Weißt Du liebe Mutter ich verlasse mich voll und ganz auf meinen Gott. Tue auch Du das bitte ganz und gar, denn Er kann überall helfen. Ich ließ durch meinen Krankenpfleger (ein frommer Mann) von meiner Verwundung an Lieschen schreiben, damit Du langsam darauf vorbereitet würdest. Abends beim Lampenschein kommt Krankenpfleger Martin zu mir, dann liest er ein kurzes Wort aus meinem Testament und dann beten wir zusammen. Oh liebe Mutter dann wird mir so wohl ums Herz, denn ich sehe dann immer das Bild wie Du mich als kleinen Jungen zu Bett bringst. Heute habe ich nun mit dem Herrn Lazarettinspektor gesprochen, daß ich sobald es eben geht nach Deutschland transportiert werde. Ich werde nämlich nur mit einem Lazarettzug transportiert, denn da kann einem nur die rechte Hilfe zuteil werden.

So mein liebes Mütterlein nun weißt Du doch wie es mir geht und daß ich noch lebe. Von Gustav habe ich leider noch immer nichts gehört, na hoffentlich geht es ihm noch gut. So nun laß Dich noch vielmals herzlichst grüßen und küssen von Deinem Sohn August.

Am besten ist es wenn wir uns ganz auf Gott verlassen. Er wird alles zum Besten führen. Herzliche Grüße an Lieschen, Friedrich nebst Familie, Hafers, Ströhers und die Nachbarn. Entschuldige bitte die schlechte Schrift. Im liegen gehts nicht besser.


  1. Westrozebeke, bei Roeselare, Westflandern.

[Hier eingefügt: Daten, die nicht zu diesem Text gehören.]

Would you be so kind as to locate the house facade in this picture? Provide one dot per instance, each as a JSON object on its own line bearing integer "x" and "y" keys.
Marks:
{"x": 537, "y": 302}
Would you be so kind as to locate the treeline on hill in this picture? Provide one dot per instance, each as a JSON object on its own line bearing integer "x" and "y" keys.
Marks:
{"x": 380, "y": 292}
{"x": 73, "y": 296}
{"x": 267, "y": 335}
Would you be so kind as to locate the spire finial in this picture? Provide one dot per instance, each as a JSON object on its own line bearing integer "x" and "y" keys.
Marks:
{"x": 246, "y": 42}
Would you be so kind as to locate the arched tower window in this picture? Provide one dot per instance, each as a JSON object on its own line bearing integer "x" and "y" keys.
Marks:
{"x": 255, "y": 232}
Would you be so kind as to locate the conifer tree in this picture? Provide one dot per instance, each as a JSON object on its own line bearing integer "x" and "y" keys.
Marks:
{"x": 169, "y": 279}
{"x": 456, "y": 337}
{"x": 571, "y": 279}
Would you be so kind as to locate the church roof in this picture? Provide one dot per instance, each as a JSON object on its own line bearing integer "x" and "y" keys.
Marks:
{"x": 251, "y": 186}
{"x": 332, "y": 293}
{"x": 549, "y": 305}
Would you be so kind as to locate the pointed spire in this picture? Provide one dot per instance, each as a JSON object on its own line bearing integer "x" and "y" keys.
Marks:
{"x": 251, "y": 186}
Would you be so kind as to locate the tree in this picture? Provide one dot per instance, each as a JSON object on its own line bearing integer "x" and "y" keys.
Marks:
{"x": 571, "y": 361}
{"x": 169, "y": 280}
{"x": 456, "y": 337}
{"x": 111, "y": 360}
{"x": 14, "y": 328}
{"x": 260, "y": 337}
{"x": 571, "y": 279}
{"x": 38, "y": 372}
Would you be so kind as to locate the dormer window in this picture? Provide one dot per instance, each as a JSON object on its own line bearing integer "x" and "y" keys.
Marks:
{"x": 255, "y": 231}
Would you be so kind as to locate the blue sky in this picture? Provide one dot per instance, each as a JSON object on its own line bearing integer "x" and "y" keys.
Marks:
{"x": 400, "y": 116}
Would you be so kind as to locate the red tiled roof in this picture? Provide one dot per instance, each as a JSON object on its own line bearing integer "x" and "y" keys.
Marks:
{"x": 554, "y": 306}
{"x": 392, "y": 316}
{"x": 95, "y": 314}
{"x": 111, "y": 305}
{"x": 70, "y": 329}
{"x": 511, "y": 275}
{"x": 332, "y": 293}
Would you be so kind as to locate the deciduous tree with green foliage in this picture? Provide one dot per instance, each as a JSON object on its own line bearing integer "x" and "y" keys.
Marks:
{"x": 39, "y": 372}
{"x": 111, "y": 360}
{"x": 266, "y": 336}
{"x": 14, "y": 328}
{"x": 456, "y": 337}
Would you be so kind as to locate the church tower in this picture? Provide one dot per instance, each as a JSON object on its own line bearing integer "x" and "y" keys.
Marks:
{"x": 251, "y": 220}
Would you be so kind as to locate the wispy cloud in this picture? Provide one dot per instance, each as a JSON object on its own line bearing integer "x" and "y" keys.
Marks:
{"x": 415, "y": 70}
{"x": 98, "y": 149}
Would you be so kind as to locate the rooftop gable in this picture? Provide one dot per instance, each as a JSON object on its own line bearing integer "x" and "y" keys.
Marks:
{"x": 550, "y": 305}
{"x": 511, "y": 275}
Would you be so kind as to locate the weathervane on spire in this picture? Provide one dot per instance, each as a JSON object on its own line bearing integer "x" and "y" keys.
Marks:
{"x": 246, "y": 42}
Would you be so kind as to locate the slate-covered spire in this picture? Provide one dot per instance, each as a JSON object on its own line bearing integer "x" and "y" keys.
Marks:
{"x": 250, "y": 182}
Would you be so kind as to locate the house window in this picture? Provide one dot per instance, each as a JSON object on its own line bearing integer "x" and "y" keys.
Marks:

Personen: Henn, Willi · Rompf, August
Orte: Westrozebeke · Roeselare · Herborn
Sachbegriffe: Feldpost · Feldpostbriefe · Lazarette · Schützengräben · Verwundete · Krankenpfleger · Lazarettzüge
Empfohlene Zitierweise: „Kriegsnotizen des Soldaten August Rompf aus Dillenburg, 1914, Abschnitt 136: Brief August Rompfs aus dem Lazarett an seine Mutter in Dillenburg“, in: Hessische Quellen zum Ersten Weltkrieg <https://www.lagis-hessen.de/de/purl/resolve/subject/qhg/id/11-6> (aufgerufen am 27.04.2024)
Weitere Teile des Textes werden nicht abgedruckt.